Sem cumprir o pagamento do piso nacional para os professores em Minas, o governo de Estado está mesmo fugindo ao debate. Nesta sexta-feira (20/10), a Secretaria de Estado de Educação (SEE) sequer mandou representante para audiência pública promovida pela Comissão de Direitos Humanos, da Assembleia Legislativa de Minas Gerais, para discutir reivindicações dos servidores das Superintendências Regionais de Ensino e da própria secretaria. A ausência foi motivo de vaias e críticas.

Umas das participantes, Joeliza Vieira Gama, membro do Grupo de Trabalho das Superintendências Regionais de Ensino e do Órgão Central – Araçuaí criticou o não cumprimento de promessas e chamou o governo de dissimulado e intransigente.

Sem merenda
O deputado Alencar da Silveira Jr. (PDT), do bloco de oposição Verdade e Coerência, criticou a falta de repasses para transporte escolar e merenda.

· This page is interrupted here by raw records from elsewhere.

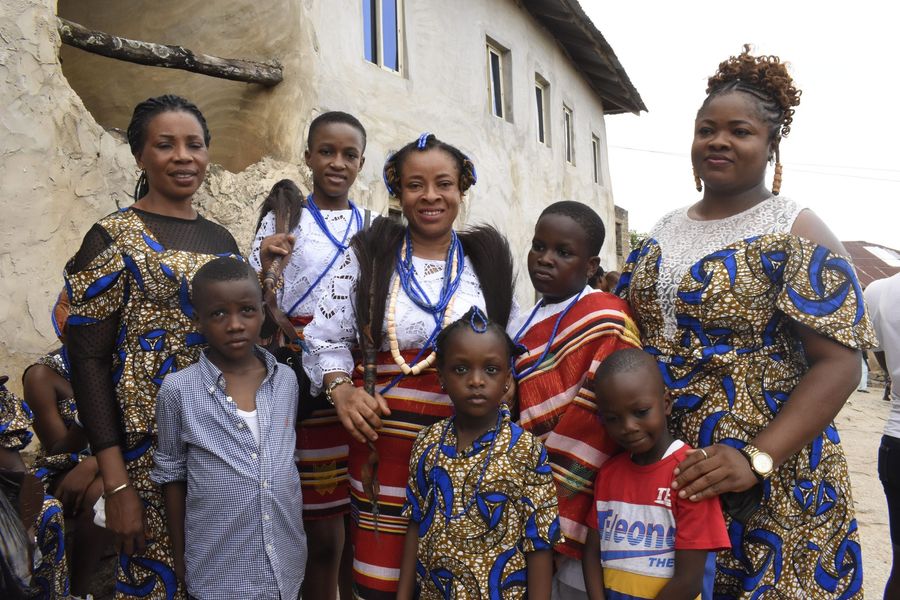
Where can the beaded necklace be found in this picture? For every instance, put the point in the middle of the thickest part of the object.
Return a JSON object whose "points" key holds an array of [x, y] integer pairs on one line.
{"points": [[432, 487], [340, 246], [441, 310], [550, 341]]}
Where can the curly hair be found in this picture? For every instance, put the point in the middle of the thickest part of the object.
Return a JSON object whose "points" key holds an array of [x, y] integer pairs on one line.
{"points": [[393, 166], [766, 79], [477, 321]]}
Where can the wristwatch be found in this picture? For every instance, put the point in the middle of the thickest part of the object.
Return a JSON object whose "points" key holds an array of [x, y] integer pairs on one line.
{"points": [[339, 381], [761, 463]]}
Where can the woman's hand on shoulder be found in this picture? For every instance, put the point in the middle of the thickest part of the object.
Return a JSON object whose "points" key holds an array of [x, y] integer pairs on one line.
{"points": [[809, 226], [74, 485], [125, 518], [712, 471], [359, 412], [275, 246]]}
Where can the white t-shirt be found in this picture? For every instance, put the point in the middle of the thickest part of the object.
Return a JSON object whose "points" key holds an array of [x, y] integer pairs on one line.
{"points": [[252, 420], [883, 301]]}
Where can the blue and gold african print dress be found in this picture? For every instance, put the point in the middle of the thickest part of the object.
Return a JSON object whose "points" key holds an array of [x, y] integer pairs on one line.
{"points": [[716, 303], [130, 325], [479, 510]]}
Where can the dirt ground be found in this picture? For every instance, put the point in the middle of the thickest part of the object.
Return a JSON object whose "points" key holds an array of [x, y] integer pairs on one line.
{"points": [[860, 424]]}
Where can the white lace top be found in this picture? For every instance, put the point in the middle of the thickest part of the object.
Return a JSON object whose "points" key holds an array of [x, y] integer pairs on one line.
{"points": [[312, 253], [544, 312], [683, 241], [332, 332]]}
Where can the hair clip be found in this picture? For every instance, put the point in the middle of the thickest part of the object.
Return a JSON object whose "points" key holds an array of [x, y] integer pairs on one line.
{"points": [[478, 321], [384, 174]]}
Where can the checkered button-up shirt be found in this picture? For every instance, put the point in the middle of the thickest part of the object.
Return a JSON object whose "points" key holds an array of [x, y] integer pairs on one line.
{"points": [[244, 533]]}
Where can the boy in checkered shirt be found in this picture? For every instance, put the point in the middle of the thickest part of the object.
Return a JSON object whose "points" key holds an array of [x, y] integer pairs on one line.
{"points": [[226, 451]]}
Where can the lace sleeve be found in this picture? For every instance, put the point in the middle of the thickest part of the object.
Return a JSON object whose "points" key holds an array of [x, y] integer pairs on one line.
{"points": [[94, 280], [331, 335]]}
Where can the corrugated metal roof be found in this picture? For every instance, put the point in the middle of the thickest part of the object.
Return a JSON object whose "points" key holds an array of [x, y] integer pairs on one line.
{"points": [[870, 267], [592, 56]]}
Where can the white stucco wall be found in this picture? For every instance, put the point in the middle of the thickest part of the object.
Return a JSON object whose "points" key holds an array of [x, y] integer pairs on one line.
{"points": [[443, 89], [61, 170]]}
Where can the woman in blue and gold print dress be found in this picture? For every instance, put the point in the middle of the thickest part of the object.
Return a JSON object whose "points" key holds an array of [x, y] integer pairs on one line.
{"points": [[130, 325], [756, 320]]}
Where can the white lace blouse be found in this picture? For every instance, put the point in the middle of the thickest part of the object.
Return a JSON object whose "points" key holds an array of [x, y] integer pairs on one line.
{"points": [[683, 241], [332, 332], [312, 253]]}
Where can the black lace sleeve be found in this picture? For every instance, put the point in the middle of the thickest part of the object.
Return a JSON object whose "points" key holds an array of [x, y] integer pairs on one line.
{"points": [[91, 347]]}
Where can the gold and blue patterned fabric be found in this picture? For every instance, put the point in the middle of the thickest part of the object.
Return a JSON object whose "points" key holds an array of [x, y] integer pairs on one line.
{"points": [[480, 510], [732, 367], [148, 286]]}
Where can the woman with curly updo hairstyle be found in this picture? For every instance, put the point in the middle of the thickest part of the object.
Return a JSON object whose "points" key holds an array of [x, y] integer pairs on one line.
{"points": [[380, 314], [756, 319], [131, 323]]}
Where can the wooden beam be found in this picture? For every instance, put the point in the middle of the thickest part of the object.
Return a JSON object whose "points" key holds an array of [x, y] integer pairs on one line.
{"points": [[170, 57]]}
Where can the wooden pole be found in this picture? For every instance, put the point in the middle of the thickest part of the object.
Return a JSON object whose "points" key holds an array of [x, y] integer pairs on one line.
{"points": [[170, 57]]}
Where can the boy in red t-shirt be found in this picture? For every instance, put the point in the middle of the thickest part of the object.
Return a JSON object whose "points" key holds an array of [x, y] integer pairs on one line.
{"points": [[644, 541]]}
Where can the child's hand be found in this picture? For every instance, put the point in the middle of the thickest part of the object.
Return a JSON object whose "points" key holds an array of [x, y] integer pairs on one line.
{"points": [[274, 246], [74, 485], [712, 471], [359, 412], [125, 518]]}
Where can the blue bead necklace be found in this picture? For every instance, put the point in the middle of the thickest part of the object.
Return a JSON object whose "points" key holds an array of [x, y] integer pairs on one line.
{"points": [[340, 246], [454, 265]]}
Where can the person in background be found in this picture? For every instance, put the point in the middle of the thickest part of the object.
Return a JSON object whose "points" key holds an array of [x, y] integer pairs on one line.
{"points": [[493, 539], [883, 300], [225, 457]]}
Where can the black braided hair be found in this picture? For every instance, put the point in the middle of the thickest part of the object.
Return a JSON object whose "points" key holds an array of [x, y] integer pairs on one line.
{"points": [[284, 190], [765, 79], [586, 218], [393, 166], [334, 116], [143, 113], [479, 322]]}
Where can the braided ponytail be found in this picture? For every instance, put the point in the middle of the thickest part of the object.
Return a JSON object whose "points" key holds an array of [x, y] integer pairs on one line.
{"points": [[143, 113]]}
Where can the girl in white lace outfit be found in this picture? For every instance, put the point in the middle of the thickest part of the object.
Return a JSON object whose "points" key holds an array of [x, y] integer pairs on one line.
{"points": [[756, 320], [318, 242], [391, 296]]}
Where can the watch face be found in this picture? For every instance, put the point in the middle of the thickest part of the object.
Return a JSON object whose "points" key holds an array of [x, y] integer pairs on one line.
{"points": [[762, 463]]}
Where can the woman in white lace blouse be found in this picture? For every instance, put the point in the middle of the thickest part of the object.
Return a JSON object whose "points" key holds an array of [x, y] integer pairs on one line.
{"points": [[384, 306], [756, 321]]}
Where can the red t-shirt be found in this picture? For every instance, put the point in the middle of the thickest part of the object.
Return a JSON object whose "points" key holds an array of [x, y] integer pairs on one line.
{"points": [[642, 521]]}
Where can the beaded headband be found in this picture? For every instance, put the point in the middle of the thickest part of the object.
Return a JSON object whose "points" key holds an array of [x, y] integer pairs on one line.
{"points": [[421, 144]]}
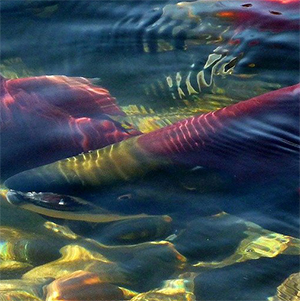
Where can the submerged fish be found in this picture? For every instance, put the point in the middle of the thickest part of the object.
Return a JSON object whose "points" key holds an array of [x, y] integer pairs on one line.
{"points": [[65, 207], [257, 138], [47, 118]]}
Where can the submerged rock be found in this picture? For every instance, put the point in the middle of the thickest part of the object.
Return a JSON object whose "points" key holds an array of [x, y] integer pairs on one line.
{"points": [[289, 290], [82, 285]]}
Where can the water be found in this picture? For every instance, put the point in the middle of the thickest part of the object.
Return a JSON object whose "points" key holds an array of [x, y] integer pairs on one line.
{"points": [[225, 217]]}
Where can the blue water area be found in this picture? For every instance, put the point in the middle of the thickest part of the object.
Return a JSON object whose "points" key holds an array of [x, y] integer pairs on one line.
{"points": [[162, 62]]}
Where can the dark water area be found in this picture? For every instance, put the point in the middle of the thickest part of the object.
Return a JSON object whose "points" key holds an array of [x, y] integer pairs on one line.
{"points": [[131, 207]]}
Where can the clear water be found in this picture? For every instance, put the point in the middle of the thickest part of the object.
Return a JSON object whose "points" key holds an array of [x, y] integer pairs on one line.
{"points": [[145, 53]]}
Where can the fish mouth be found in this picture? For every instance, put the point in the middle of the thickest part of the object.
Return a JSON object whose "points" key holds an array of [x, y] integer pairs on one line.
{"points": [[16, 198], [46, 200]]}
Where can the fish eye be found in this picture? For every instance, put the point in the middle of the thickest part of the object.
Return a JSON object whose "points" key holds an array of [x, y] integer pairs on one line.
{"points": [[125, 197]]}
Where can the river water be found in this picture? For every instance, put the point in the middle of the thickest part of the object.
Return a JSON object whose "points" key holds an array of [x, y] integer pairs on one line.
{"points": [[223, 235]]}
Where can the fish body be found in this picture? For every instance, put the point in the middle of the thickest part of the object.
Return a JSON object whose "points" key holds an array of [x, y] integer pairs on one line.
{"points": [[254, 138]]}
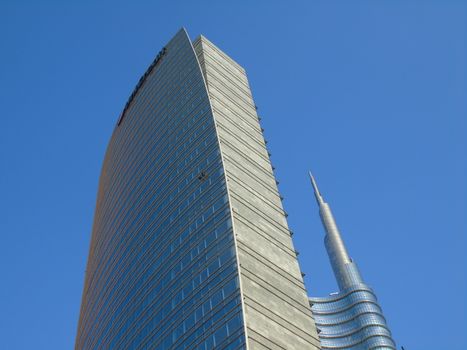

Segundo o parlamentar, em quase 30 anos de vida pública como deputado estadual, essa é a primeira vez que ele vê Minas chegar a esse estado de calamidade.

“Estamos com um problema sério na Superintendência de Ouro Preto. Não só lá, mas em outras cidades de Minas. Estamos com falta de pagamento da merenda. Estamos, na região de Ouro Preto, principalmente em Amarantina, sem o pagamento da merenda escolar dos alunos. Está faltando transporte, está faltando merenda, vai ter luz sendo cortada pela Cemig”, criticou.